Therein lies the problem. You see serial ports (RS/EIA 232, 25 pin and 9 pin) have been around for at least 50 years (and in other forms probably more than that!). There is no escaping them. Try as we might, they are a VERY simple interface to add on to an embedded device, and with the help of a converter, to the internet encrypted with little access controls (passwords/accounts/user names).
In one instance I know of a product that has a nice serial port that users want to really have made to an usb port somehow. The pain involved in designing it, and getting the proper vendor/product ids (among others) just aren't worth it for a product that might ship 10k (or less) of a single product. Even if they DO provide an interface (TCP/IP, or USB, etc..) the "easy way out" is to just emulate a serial port (no passwords, etc.) and the problem happens again and again.
So, serial ports (DB-25s and DE9s) are here to stay, and not much we can do about it. The security needs to be built into the devices that have the serial ports, not some silly add-on.
Personal note: I was guilty of having serial ports hung on modems that allowed full control of the system they were connected to. Fortunately back in the day (1982 or so) there was a cost to "war dialing" and it wasn't done much (he says knocking on wood!). Then again one should revisit the movie "War Games".
You can't put useful security on the serial port itself, there isn't the CPU (or the bandwidth) in most devices.
Aside from that, even if you did it could not even begin to protect against man-in-the-middle or replay attacks without making the port itself useless for its intended purpose - namely simple interconnect between disparate systems.
Your TV probably has a serial port - it's for remote control like on/off and channel select when used in places like the Heathrow baggage area.
As long as that network stays private, the risk is easily mitigated.
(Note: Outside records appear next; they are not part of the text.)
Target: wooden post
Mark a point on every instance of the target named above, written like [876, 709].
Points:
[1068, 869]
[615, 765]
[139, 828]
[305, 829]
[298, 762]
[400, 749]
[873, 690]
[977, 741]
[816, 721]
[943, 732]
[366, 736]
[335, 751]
The trouble arises when the network is not private!
The security has to be in the serial-to-internet link, that's the only effective location.
You can't put useful security on the serial port itself, there isn't the CPU (or the bandwidth) in most devices.
Bollocks. The common problem is not that it can't be done (show me a reasonably current embedded system that has less processing power than a MicroVax II, and even then it's not a problem), but that it simply isn't done properly, if at all: fixed usernames and passwords are all too common.
I use serial-controlled devices regularly. It's part of my day job.
Most of them are 9600 baud, many are in fact an 8-bit PIC/Arduino class microcontroller. So yes, we really are talking single-digit MIPs and 100's KB RAM - less than your Microvax.
Nearly all of these serial links are intended for integration of disparate systems from different manufacturers.
Add encryption and both ends need to handle it.
If the link doesn't work, it needs "sniffing" to test it because one or both ends won't have any form of UI.
Unless the transmission itself is encrypted, then username/password is utterly useless because a trivial replay attack will crack it!
And in many cases, one end isn't made anymore.
The security belongs on the Internet connection device.
In most cases, it is simply not practical (or useful) on the serial link itself!
"An attacker therefore just has to wait for a valid user to authenticate before hijacking the machinery by firing his or her own commands at the open TCP port."
Firstly, this implies a stateless mode of operation - else surely the box would drop the serial link / require re-authentication on a continuous tcp connection being dropped (as would happen if a bogus command was received from elsewhere)... So.... WHY????
Secondly, connected to the internet? WHY????